The scuba divers swam through the standing water and reached the hospital upper floors. The brave soldiers used thick ropes to create a “tow-path” between the hospital and upper dry land. In an hour the Army had reached the first lot of patients to safety. By evening the 13th Garhwal unit of the Indian Army had evacuated 80 patients. More reinforcements arrived with Lt Col Arvind Kumar to assist in the rescue effort as another 320 patients remained stranded.

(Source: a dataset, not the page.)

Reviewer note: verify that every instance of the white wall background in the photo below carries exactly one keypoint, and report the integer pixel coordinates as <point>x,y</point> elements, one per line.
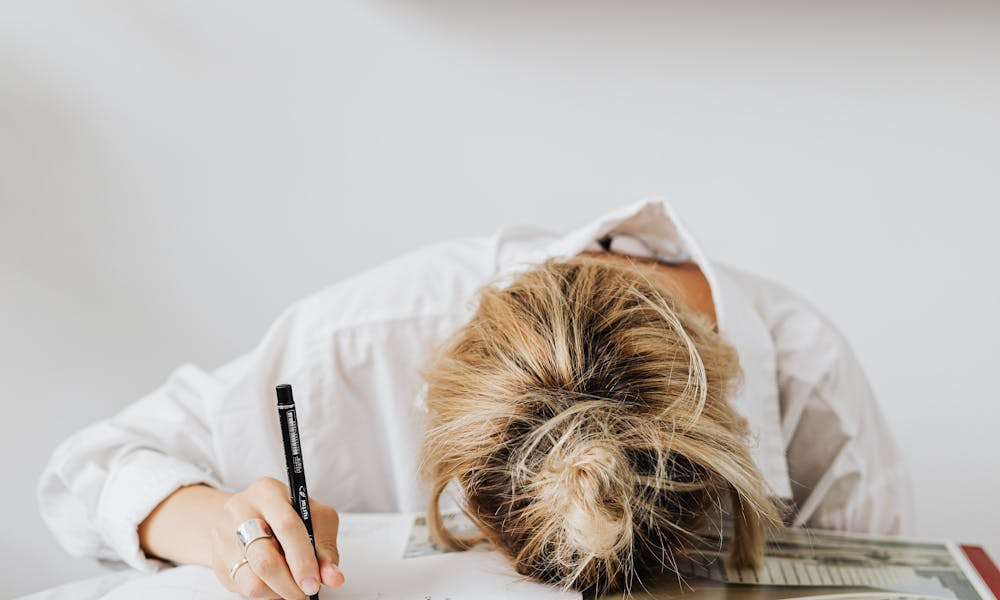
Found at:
<point>173,174</point>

Apart from numerous military trucks loaded with food supplies and medicines the army, deployed into service medium lift helicopters, and five Chetak and Cheetah choppers to wince up the critical patients to safety. The pregnant lady was airlifted to the Military Hospital at St. Thomas Mount, in Defence Colony Road, Chennai where she safely delivered her baby. The Indian army successfully rescued over 5,000 stranded people from the worst flooded areas of Tambaram, Mudichur, Kothurpuram, Pallavaram, Thiruneermalai, Urapakkam, Manipakkam, T Nagar and Gudvancheri and also along areas adjacent to Adyar River. The survivors were shifted to the relief camp set up at Fort Kochi. The Indian army helicopters also airlifted teams of National Disaster Relief Force (NDRF) from Delhi and Bhubaneswar to Arakkonam.

Although the prime job of our Indian Army is to protect our borders from external aggression we have seen how they are swiftly pressed into the service of rescue and relief whenever there is a humanitarian crisis. The Indian Army along with the Indian Air Force and the Indian Navy responds to earthquakes, tsunamis, cyclones, railway accidents, forest fires and flash flood with alacrity and saves human lives without any discrimination to caste, color and creed. They are not publicity hungry and quietly go about saving lives with a steely determination. Though their own family members are far away from them most of the time the army stands shoulder to shoulder to every Indian citizen whose life is in peril. Even when they lose friends and fellow soldiers in the line of duty, the armed forces soldier on stoically. They do justice to their duty and make the nation proud. I salute their selfless service. Jai Hind. Jai Jawan.